三月的天氣,多少還有點薄涼,正所謂乍暖還寒時。蘇小妹在房間等了很久,听下人說王旁已經回到宅院了,卻遲遲不見進房。又听說和沈括在涼亭下一直聊天,心中好笑。等掌了燈,小妹這才舀了件披風送到涼亭,見涼亭中的兩個人茶水已經換成了酒菜,正興趣盎然的邊笑邊談。

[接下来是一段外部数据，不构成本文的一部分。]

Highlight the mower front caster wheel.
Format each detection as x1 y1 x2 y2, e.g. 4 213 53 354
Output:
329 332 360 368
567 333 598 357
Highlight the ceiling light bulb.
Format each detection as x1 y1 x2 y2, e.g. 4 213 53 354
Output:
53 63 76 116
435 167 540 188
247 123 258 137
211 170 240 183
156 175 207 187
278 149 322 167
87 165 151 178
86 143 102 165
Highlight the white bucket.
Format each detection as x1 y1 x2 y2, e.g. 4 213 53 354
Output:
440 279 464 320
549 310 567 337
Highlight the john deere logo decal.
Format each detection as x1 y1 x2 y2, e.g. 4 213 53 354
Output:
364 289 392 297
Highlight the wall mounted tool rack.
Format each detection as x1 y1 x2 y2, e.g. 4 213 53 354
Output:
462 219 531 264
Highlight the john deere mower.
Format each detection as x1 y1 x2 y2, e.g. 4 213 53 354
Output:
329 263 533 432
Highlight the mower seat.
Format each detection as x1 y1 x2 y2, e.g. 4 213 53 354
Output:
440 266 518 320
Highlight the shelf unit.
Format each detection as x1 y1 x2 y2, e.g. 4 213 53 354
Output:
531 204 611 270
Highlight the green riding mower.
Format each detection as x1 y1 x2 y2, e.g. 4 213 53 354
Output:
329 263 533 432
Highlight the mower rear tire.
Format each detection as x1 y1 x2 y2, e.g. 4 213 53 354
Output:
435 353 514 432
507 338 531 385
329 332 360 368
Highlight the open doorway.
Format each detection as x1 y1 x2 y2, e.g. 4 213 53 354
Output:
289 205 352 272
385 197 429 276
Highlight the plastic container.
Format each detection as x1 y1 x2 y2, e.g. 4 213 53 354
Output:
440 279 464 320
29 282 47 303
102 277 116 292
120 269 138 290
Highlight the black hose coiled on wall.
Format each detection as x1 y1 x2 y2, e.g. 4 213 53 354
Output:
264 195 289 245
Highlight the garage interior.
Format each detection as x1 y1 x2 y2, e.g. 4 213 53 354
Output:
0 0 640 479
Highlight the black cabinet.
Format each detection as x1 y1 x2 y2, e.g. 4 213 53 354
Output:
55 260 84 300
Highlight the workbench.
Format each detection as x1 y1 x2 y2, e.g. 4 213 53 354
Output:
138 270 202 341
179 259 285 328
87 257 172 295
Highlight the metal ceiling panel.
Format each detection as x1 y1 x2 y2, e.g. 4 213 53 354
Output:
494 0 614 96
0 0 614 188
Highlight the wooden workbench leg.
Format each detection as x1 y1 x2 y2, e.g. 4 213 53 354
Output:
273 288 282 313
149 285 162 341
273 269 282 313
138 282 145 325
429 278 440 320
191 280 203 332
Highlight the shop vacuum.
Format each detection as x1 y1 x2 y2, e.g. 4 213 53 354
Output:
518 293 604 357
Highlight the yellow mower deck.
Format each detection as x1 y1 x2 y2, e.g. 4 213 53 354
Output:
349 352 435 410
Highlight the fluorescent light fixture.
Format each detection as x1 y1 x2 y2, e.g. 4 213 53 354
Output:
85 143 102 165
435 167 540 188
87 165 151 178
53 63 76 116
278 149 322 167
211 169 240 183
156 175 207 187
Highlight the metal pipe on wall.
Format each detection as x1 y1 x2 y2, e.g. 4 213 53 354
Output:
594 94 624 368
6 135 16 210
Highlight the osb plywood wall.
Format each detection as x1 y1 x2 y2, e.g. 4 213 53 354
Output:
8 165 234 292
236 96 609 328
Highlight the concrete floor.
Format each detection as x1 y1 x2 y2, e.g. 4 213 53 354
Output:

「弟妹來了,我這可是多人叨擾,新人莫怪啊!哈哈」沈括笑著說道。
王旁一邊斟酒一邊說道︰「一起坐會吧,沈兄也不是外人,他和你哥哥蘇軾也是好友。對了沈兄,前段蘇兄還提起當初一起弄《雲摘》的事兒。等以後有機會咱們都回到京城,再把雲摘做起來。」
沈括高興「好啊!到時候,我就把我這些年的發現,都在雲摘上寫了。肯定喜歡看的人多。」
「那我得給你起個筆名。」王旁有心舀他開玩笑。
「嗯嗯」沈括不住的點頭「你說,我叫什麼好?」
「就叫科學怪人吧!哈哈」
沈括吧嗒喝了一口酒︰「就知道你小子舀我尋開心,科學是啥意思且不說,偏偏還說我是怪人?!」
王旁笑了笑︰「沈兄如果不是回京赴任了,我還真想讓沈兄跟我去邕州算了,有你在我就開辦個學堂,不光教那些文章辭賦,再開設些算學,醫學,天文學什麼的。讓你當校長多好?!」
王旁可還真是這麼想的,宋朝的學生實在偏科,雖然已經摒棄了老八股文,但科考還是極其重視文科。他這麼說更是對了沈括的心思︰「就是,就是,要不說咱們志同道合呢。可惜啊,我是去不了,不過我倒是想起一個人來。明天我就叫他來,讓他跟著你算了。」
「哦?能讓沈兄推舉,是什麼人啊?」
沈括看了蘇小妹︰「弟妹不是喜歡那燕幾嗎?就是做那個燕幾之人。我那書房就這麼一件東西不是我做的,還讓你們二人看上了。這個人叫李誡,字明仲,北宋鄭州管城人。這可是我的得意門生啊,此人地理、歷史、音樂造詣頗深,而且建築上也有獨到之處。你去邕州不是搞建設嗎?我覺得這人再合適不過!」
李誡?王旁心中默念著這個名字,左手模著暗藏在胸前那快穿古石,這個人也是後世留名的人啊!而且是宋代土木建築家、《營造法式》一書的編纂者。這樣的人才自己可得留著,到了邕州必然有的是用處。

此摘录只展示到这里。